Attracting Diverse Talent: How Collaboration is Key
As unemployment rates continue to fall, key skills are becoming much harder (and more expensive) to find. Businesses who are tied to traditional operating models may find that they are at an additional disadvantage too. Unable to convince the people they need to come and work in their offices, these organisations are pushing those skills towards their competitors.
The changing face of the millennial workplace
Anyone born before the 1990s is well acquainted with the traditional office-bound ways of working, and up until the late 90s agile working was seen as rather unusual - although it started gaining traction in the 2000s. But when the Millennial generation started entering the workplace, flexible and remote working were already high on the agenda, and this new generation had a different way of looking at work and how they could be most productive.
An extensive survey conducted by PricewaterhouseCoopers – Workforce of the Future – documented some of these Millennial expectations, including:
- Just 29% expect to work ‘regular’ office hours.
- 32% expect to be working only flexible hours.
- One quarter expect to work regular (9 to 5) office hours.
The increasingly project-based nature of work means that Millennials are anticipating a constant ebb-and-flow of tasks as their workload changes from day to day, and week to week. Looking further ahead, 60% believe that most people will not enjoy stable, long-term employment in the future.
Give me control of my life
When asked what they value most about work, PwC found that 25% of all workers (not just Millennials) value “flexibility and being control of the work they do and when.” For traditional businesses this is a terrifying prospect – a quarter of potential employees want greater control of their workload and scheduling, and by extension, the right not to come into the office. Another study by the ADP Research Institute found that 82% of younger workers expect to be able to define their own work schedule.
Salary is important to younger workers, but other factors heavily influence their career choices; a good work/life balance, opportunities to train for leadership, and flexible working are the most important non-salary factors considered by millennials in a 2016 Deloitte study.
Presenteeism is dying
As Millennials begin to make up more of the workforce, we can expect these requirements to become the standard. As a result, businesses will be forced to change the way they work, updating processes to support flexible and remote working, in particular.

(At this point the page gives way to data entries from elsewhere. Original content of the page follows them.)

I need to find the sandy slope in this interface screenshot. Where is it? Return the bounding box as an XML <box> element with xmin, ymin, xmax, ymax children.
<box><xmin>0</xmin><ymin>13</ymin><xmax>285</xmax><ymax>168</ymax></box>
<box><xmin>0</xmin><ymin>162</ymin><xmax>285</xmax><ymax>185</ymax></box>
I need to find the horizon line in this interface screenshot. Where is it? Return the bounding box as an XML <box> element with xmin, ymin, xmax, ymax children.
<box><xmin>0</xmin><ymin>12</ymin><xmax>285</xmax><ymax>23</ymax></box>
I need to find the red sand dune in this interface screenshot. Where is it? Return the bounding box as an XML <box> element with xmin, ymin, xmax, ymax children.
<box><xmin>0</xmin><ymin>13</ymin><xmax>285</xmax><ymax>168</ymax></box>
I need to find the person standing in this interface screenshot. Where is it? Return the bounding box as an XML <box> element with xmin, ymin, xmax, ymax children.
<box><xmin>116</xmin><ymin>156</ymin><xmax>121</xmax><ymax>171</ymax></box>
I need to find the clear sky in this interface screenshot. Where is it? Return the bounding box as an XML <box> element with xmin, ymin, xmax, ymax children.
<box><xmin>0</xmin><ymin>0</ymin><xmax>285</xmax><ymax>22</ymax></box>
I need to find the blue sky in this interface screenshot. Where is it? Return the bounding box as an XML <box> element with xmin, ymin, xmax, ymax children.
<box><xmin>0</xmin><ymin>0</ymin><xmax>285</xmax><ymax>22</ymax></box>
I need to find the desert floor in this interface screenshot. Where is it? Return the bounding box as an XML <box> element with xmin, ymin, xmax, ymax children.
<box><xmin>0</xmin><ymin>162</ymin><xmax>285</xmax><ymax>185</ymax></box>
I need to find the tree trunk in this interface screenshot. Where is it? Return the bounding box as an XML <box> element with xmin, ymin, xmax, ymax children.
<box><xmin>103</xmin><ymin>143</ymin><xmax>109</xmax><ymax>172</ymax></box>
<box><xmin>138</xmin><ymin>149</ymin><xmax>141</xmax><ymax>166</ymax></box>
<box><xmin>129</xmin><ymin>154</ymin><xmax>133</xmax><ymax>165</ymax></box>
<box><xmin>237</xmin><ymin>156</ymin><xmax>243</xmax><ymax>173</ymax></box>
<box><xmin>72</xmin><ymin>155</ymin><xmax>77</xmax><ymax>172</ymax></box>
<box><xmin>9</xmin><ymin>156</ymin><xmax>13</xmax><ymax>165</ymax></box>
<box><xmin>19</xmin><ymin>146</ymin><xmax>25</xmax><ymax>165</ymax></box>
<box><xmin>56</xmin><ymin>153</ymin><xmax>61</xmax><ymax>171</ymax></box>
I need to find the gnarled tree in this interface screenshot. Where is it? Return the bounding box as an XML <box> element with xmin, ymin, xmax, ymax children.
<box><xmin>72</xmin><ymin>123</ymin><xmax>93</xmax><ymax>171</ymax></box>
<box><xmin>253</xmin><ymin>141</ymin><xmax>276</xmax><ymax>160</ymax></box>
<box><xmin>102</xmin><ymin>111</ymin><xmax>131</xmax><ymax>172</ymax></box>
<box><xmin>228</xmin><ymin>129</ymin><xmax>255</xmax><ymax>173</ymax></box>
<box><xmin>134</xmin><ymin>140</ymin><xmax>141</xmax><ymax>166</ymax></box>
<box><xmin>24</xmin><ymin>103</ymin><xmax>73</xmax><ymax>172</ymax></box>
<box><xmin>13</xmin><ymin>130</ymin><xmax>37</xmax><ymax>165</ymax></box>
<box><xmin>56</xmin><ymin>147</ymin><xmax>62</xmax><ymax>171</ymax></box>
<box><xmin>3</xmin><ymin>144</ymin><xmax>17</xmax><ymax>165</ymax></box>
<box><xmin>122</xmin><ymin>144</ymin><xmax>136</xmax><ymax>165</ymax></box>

But this is not a case of pandering to greedy, lazy employees. Millennials are motivated by productivity, not presenteeism. So long as the job gets done properly, they reason, why hang around at work any longer than is necessary. And if that work can be done from home, so much the better.
It is hard to fault that logic.
Updating technology and mindsets
To attract the brightest and best, your business is going to have to seriously reconsider how it views work, productivity and collaboration. If the most skilled candidates want to work remotely according to a schedule of their own making, you need to look at the technologies needed to make that a reality. Furthermore, some of the most talented potential employees may be based in locations where it would be impractical or impossible for them to attend a physical office.
With a geographically dispersed workforce, collaboration will be almost totally reliant on technology platform of choice. The tools you use must support co-working to the same level as if your team was based in the same physical office.
Without that virtual proximity, efficiency and productivity will lag. Get it right, however, and everyone benefits, including those employees who do work in the office. Collaboration technologies like Microsoft Office 365 can be used everywhere; just because two people are sat in the same office does not mean they cannot benefit from co-authoring tools that allow them to work on the same document simultaneously for instance.
In a survey conducted by Navisite, real-time co-authoring is being used by the majority of respondents daily, but 41% – a sizeable minority – still lack access to these tools or do not use them daily. This places those employees, and your business in general, at a disadvantage to better equipped competitors.
Importantly, choosing a Cloud-based productivity suite dramatically simplifies the process of scaling infrastructure to cope with a constantly changing workforce. Should predictions about the project-based employment model come true, you can quickly add or remove capacity as teams grow temporarily – and you never end up paying for unused redundancy.
One word of warning
Flexible working will also prove vital to retaining the talent you already have onboard. According to the Deloitte study, two thirds of Millennials expected to leave their current employer by 2020, and many will decide to join an organisation that offers better benefits – including flexible working. The number one challenge to enabling effective organisation according to Navisite research is “changing and different working styles and habits” – which makes it vital that the right tools are in place to adapt to these new expectations.
It’s also important to note that Millennial users have a low loyalty threshold – if they feel an acceptable work-life cannot be achieved, they will walk. Which puts you back into the fight to attract replacement talent.
The workplace is changing, driven by the next generation of workers. Your business must stay ahead of these changes if you want to attract the finest talent.